Running the following script reproduces the issue:

import aiida.plugins

PbsproScheduler = aiida.plugins.SchedulerFactory("core.pbspro")

retval = 0
stderr = ""
stdout = """Job Id: 68350.mycluster
    Variable_List = BASH_FUNC_my_func%%=() {  if true; then
 echo foo; else
 echo bar; fi
\t}

"""

scheduler = PbsproScheduler()
job_list = scheduler._parse_joblist_output(retval, stdout, stderr)

A more realistic test can be run with the following steps:

  1. Login into PBS Pro based cluster and export the following function in ~/.bashrc or ~/.bash_profile :

    my_func() {
        if true; then
            echo foo
        else
            echo bar
        fi
    }
    export -f my_func
    
  2. Submit a job either through AiiDA or directly with qsub -V ... ensuring the login environment is exported to the job.

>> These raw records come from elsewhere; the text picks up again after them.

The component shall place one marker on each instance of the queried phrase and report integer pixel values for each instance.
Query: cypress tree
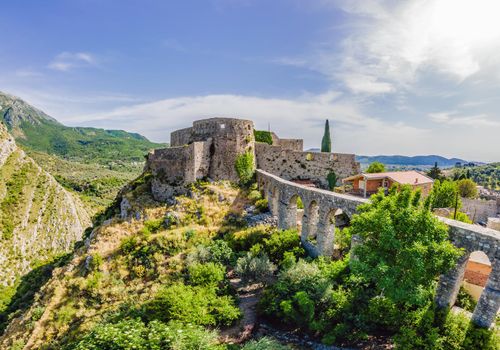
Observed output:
(326, 142)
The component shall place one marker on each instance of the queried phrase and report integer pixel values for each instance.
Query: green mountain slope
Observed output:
(36, 131)
(38, 217)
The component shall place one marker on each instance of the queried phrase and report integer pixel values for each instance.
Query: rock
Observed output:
(261, 219)
(124, 208)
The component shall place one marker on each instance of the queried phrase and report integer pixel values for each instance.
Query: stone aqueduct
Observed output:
(323, 210)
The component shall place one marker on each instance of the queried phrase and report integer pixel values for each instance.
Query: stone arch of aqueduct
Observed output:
(324, 209)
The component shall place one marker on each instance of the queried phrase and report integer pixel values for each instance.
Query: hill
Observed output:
(36, 131)
(39, 219)
(424, 161)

  3. Run the following python script immediately after submitting to the queue to test the PBS job parser (replacing <computer> with a computer configured with a PBS based scheduler). This should reproduce the exception

import aiida
import aiida.orm
import aiida.plugins

PbsproScheduler = aiida.plugins.SchedulerFactory("core.pbspro")

_ = aiida.load_profile()

user = aiida.orm.User.collection.get_default()
computer = aiida.orm.load_computer("<computer>")
authinfo = computer.get_authinfo(user)
transport = authinfo.get_transport()
scheduler = PbsproScheduler()

with transport:
    scheduler.set_transport(transport)
    retval, stdout, stderr = transport.exec_command_wait(scheduler._get_joblist_command())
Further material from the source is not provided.